ノウハウ

「復唱授業の○○○です」

かつて、家庭教師の○○○がこんなテレビCMを流していた。理科・社会の指導を復唱授業で行うのだという。

「教科別指導の○○○です」

家庭教師の○○○はこんな広告も出していた。教科別に分けて家庭教師を派遣するのだという。

家庭教師の○○○は「がんばれコール」を行いますという広告がチラシに出た。とうとう、ここまで真似するか。「がんばれコール」とは、スタディが考案して行っていた家庭教師の先生が訪問日以外に生徒に電話を入れて勉強の進み具合を確認するシステムである。システムの名称までそのまま使っているよ。

ここまでシステムを真似するので、スタッフの一人に家庭教師の○○○沖縄支店に苦情を伝えに行かせた。

「塾長、○○○の沖縄支店長は熊本大学を卒業した社会人で、直接会って苦情を伝えると謝っていましたよ。
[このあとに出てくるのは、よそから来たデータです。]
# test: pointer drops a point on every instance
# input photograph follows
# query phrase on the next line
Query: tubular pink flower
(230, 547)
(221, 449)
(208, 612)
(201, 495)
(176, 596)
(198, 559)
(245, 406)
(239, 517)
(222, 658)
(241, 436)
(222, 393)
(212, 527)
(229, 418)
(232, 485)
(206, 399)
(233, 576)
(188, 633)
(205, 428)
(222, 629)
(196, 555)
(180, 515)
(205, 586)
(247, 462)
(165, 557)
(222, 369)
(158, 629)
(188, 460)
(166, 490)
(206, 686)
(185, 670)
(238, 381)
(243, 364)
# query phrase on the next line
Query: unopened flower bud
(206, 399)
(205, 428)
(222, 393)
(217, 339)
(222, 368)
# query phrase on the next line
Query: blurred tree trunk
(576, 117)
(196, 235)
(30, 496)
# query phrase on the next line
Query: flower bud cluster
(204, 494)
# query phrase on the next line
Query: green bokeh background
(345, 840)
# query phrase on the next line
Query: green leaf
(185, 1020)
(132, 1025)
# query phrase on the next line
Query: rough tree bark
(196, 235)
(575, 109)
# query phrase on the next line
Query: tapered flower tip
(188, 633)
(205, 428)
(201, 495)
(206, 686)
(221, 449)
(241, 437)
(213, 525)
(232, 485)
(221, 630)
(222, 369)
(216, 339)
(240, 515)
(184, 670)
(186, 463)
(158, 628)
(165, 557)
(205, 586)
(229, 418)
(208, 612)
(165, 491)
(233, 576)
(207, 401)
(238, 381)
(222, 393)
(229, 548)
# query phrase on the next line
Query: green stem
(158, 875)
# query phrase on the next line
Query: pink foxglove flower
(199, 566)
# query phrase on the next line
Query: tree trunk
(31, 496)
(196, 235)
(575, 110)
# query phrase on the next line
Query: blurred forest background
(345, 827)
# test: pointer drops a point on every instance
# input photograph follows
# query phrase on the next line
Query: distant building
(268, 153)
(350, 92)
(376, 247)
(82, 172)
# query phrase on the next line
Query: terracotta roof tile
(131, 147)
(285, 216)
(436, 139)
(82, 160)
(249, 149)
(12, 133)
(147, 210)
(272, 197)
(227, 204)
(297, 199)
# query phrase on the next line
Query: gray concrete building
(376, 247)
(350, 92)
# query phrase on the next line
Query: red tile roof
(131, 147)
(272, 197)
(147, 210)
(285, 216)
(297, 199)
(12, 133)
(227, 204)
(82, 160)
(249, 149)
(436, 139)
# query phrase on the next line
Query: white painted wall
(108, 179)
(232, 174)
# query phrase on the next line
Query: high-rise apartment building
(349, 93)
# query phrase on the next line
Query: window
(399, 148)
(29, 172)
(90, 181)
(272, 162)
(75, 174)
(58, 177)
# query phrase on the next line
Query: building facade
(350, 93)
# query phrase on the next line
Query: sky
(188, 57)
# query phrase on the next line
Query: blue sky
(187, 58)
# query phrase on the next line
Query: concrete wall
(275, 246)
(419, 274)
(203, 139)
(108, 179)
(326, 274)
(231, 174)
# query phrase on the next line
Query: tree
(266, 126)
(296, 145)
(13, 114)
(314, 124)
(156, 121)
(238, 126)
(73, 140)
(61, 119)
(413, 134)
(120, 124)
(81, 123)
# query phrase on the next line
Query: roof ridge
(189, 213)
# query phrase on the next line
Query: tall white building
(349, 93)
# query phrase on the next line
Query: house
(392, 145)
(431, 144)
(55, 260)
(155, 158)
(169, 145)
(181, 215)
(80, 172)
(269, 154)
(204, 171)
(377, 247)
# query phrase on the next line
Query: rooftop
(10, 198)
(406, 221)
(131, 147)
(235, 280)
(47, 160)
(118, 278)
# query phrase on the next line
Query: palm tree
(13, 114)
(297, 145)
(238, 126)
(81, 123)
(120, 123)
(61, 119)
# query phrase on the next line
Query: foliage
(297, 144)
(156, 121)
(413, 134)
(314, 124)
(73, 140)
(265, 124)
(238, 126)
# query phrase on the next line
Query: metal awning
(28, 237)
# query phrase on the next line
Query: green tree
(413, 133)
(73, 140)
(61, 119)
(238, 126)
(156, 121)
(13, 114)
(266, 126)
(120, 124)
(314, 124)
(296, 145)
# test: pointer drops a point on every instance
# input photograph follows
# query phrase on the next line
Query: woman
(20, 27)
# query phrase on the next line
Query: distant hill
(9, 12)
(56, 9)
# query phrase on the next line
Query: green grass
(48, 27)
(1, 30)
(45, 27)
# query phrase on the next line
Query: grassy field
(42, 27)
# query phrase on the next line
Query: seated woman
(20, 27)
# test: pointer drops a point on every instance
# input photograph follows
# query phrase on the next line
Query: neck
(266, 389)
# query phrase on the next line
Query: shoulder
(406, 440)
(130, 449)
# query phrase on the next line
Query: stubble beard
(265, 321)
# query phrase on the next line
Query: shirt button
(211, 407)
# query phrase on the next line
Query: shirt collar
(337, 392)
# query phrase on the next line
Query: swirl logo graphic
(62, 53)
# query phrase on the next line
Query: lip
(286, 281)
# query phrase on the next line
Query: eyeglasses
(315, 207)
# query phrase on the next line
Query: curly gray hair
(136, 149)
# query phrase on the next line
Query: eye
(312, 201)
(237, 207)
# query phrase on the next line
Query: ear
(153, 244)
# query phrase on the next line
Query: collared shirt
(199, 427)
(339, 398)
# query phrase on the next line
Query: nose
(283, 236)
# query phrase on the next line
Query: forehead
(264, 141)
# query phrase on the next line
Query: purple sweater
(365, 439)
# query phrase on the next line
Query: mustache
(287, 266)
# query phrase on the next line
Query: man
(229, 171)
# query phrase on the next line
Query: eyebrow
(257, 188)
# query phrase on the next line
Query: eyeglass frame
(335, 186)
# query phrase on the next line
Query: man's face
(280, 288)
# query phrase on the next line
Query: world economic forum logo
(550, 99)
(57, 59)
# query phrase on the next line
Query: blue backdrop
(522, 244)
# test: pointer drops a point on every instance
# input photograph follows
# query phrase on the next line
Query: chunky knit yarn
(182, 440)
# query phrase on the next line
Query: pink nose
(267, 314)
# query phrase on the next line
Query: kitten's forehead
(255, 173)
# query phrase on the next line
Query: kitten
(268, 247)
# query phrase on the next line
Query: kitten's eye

」

「家庭教師の○○○沖縄支店」が「琉球大学○○○」として運営されていて、○○○グループが全国的に急拡大していた頃である。急拡大のため管理スタッフが十分揃ってなかったからであろうが、指導システムや具体的指導法は、沖縄資本で沖縄のみで運営される家庭教師センタースタディの方法をずいぶん真似していた。それを○○○グループ全体のシステムとして取り入れていた。

「△△君、あんたは○○○から送られてきたスパイだろう。」

それまでニヒルな冷笑を漂わせていた△△君の顔が途端に崩れて動揺している、明らかにうろたえている。

「何をいうんですか、スパイなどと驚くようなこと言わないでくださいよ。全然違いますよ。」

これまでのニヒルで傲岸な態度が、卑屈な愛想笑いと媚を売る態度に変わっている。

やはり、この人物はスパイだ。こんな事例がよくあるのですぐに気づく。

数日後、彼は家庭教師を辞めると告げてきた。

ノウハウは経験の蓄積と熟考・反省・閃きが作り出していくものである。簡単に真似できるものやそうでないもの、簡単に理解できるものやそうでないものがある。

一つのノウハウが他の人に理解されにくい場合、ときにそれが大きな競争力を意味することがある。理解されにくいから誰もそれをやらない。理解しやすく実行しやすいことが比較優位を保証することはない。

比較優位は理解されにくいところから生まれる。招く反発は、ノウハウが有効であり競争力があるということの裏の一面である。

人は自分の器の範囲でものごとを理解する。自分の器の範囲を超えた部分を懸命に理解しようとして、それでも理解できない場合は、あとは信じるか信じないかである。何を信じるかを決めること、これも能力のひとつである。